The earliest European to write about the unicorn was a Greek, Ctetias, physician to Darius II, king of the Persians. In 398 BC he wrote a book about India where he describes:

[W]ild asses as big as horses. Their bodies are white, their heads purple, their eyes a dark blue colour. They have one horn in their foreheads about a cubit in length. The lowest part of the horn is white, two handsbreadths’ up it is flaming crimson, but in the centre of this, quite black … they say that whoever drinks from this horn is free of incurable disease.”

Ctetias was, crucially, quoted by Aristotle. He was in turn quoted by Pliny in his Natural History, which mentions a fierce Monoceros, who has a black horn in his forehead.
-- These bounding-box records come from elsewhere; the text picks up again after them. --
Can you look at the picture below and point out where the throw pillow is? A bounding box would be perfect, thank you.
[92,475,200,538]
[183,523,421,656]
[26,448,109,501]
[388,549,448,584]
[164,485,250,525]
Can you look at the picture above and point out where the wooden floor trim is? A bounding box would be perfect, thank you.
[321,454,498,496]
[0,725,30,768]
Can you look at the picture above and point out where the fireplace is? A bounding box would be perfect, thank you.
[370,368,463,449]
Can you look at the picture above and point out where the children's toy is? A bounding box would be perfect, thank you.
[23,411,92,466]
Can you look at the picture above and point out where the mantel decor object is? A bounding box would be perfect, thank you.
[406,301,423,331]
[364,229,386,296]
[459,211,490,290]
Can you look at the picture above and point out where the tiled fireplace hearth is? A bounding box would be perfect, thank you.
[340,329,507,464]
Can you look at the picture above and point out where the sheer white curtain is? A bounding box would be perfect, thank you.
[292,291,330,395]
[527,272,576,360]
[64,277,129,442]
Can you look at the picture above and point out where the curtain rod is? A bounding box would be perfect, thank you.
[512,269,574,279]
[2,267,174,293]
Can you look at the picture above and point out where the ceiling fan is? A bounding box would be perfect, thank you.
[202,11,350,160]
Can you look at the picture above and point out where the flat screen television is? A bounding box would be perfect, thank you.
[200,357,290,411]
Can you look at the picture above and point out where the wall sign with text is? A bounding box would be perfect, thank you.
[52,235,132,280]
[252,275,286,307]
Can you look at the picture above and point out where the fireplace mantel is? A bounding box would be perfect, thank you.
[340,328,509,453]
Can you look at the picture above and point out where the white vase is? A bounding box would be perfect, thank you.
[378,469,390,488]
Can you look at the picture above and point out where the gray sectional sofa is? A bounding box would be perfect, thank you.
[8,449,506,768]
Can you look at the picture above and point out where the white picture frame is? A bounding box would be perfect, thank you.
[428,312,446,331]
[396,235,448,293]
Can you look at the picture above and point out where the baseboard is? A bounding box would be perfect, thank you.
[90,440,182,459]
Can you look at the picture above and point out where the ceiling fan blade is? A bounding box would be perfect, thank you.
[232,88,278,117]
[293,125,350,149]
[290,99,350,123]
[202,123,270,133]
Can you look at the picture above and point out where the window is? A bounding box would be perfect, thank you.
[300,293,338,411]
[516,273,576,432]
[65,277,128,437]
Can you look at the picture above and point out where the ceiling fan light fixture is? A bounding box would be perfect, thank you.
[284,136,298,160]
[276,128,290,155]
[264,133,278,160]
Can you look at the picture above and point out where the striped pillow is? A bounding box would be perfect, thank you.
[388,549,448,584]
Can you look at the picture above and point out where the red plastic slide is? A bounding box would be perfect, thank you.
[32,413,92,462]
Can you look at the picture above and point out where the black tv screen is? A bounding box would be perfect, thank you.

None of the authorities here claimed to have seen the creature itself: he is born of hearsay and perhaps of images.

Into this mix we get another, more potent unicorn, the Reem or Remu of the Old Testament. This is the name of a horned creature which appears in the Book of Deuteronomy (35:17); Numbers (24:8); Psalms 22 and 29; in Isaiah (34:7); in Daniel (with a lion); and crucially in the Book of Job, where God asks Job: “Will the unicorn be willing to serve thee, or abide by thy crib?”

Of all of them, it is only in Daniel that we learn that the creature is categorically one-horned and that it may be figurative.

The creature then surfaced in the Greek-speaking world, when the authors of the Septuagint translated the Hebrew scriptures into Greek in Alexandria. They used the Greek term from the natural histories, Monoceros (one-horn), and when St Jerome translated the Septuagint into Latin, he adopted the word unicornus, or sometimes rhinoceros. The unicorn was born. Gregory the Great’s commentaries on Job brought it into even wider currency.

The unicorn’s legend takes on another aspect from the Physiologus, or natural history or bestiary, by (probably) Didymus of Alexandria. The crucial edition is a Syrian version from around AD 300, where we first learn how to catch a unicorn: the huntsmen must bring out a young virgin whom the animal will fall upon and suckle her breast. The girl must seize its horn, at which point the animal can be captured and brought to the king.

This unicorn was transformed further by the biblical exegetes who never took anything at face value. Tertullian writes that the unicorn of Deuteronomy in fact was the type of Christ. St Ambrose agrees. Gregory the Great, in his commentary on Job, observes that the creature who “will only allow itself to be coaxed by a pure virgin, signifies Christ, who only consented to be born of a virgin”. In the early 12th century, Honorius of Autum went further and identified the huntsmen who capture the animal. They are good Christians: “He was found in human form by those who love Him.”

The Virgin and the Unicorn, then, has a long lineage, and underlying the medieval images of courtly love featuring unicorns we find Christ and his mother. A far cry from billion pound businesses, isn’t it?